Years went by.  I got older and nothing happened.  I sort of put two and two together and figured that it was a bad situation, I was not going to get any answers, and that sometimes it is just a good idea to let things drop.  I erased all my info and just moved on.  I had two children in my home and a busy life.

But then something happened.  They found me.  I was getting ready for my son's play date when I got an e-mail.  It simply stated that this person may be my cousin.  I took one look at it and did what I normally do.  I freaked.  Luckily, Cary's aid was there and basically told me to stop over thinking it and answer the darn e-mail.

I took a breath, said a prayer, and I did.

By choosing this path I opened a new can of worms.  I learned about a pregnant scared teen who didn't know what to do.  I learned that my bio family was in a really bad situation and one baby changed them and gave them the strength to escape it.  I learned that even in the midst of bad things good takes place.

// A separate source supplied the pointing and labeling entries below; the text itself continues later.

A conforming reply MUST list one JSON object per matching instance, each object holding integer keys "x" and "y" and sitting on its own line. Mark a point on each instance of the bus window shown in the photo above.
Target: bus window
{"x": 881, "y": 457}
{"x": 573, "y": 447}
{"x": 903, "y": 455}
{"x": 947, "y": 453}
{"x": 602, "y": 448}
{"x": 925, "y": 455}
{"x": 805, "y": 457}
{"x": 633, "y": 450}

So now what's next?  Well I have a medical history so my doctor can keep a close eye on me for hereditary conditions.  I also have a new side to my family tree.  A cousin, an aunt, and a grandmother. I enjoy hearing from them and getting all the questions I didn't even know I had answered.  I feel like I now know where some of my quirks and the things that make me, well me come from.

But at the heart of it all and at the end of the day I am still Amy.  Still the daughter of two people from Colorado.  Still the big sister to one amazing sister in Colorado who gave me the bestest nephew and niece in the world.  My bio family gave me life, but my family gave me the strength to live it, the courage to try new things, and the joy in day to day life.

Both families have played some part in who I am and who I have become.  I am awed and blessed to be a part of both.  And I wouldn't have it any other way.


Sunday, September 1, 2013

The way it is

Sometimes, well most of the time,  my life does not go as planned.

Recently is seems like everything has gone wrong.  Everything.

We got a stomach flu and had to cancel an amazing appointment at Kluge.  This was going to get Cary on the fast track to therapy services.  I have now been calling them for a solid week to reschedule and have been unable to get past voice mail.  Grrr.

Marvin is still not able to get in for educational testing.  They told me we would have him in by August.  It is now September and all I have been getting is the run around.  Marvin needs services and he can't get them without a proper diagnosis.  More Grrr.

Shannon had an auto accident.  Our car is toast.  We now have to figure out what to do with that.

I am supposed to be in church right now but Cary decided today was a good day to have a marathon puke fest.  She is on her third bath, I am on my third shower, and my washing machine is plotting my demise as I type this.

So I am really ready to throw my hands up in the air right about now.

But in life things happen.  Some people have been kind of like, God does not give us more than we can handle.  I read a great article on that one and the writer quipped that what the person is really saying is shut up and stop whining.  I did have to smile when I heard that.  

Sometimes life is not running through the meadows with chirping birds and singing daisies.  It is vomit, frustration, a bit of healthy fear, and more vomit.  It isn't easy, its darn hard.

But the moments of grace carry me.  Plus faith that things will turn out for the best. I know that the bad will pass.  It takes time.  And a really good hot water heater.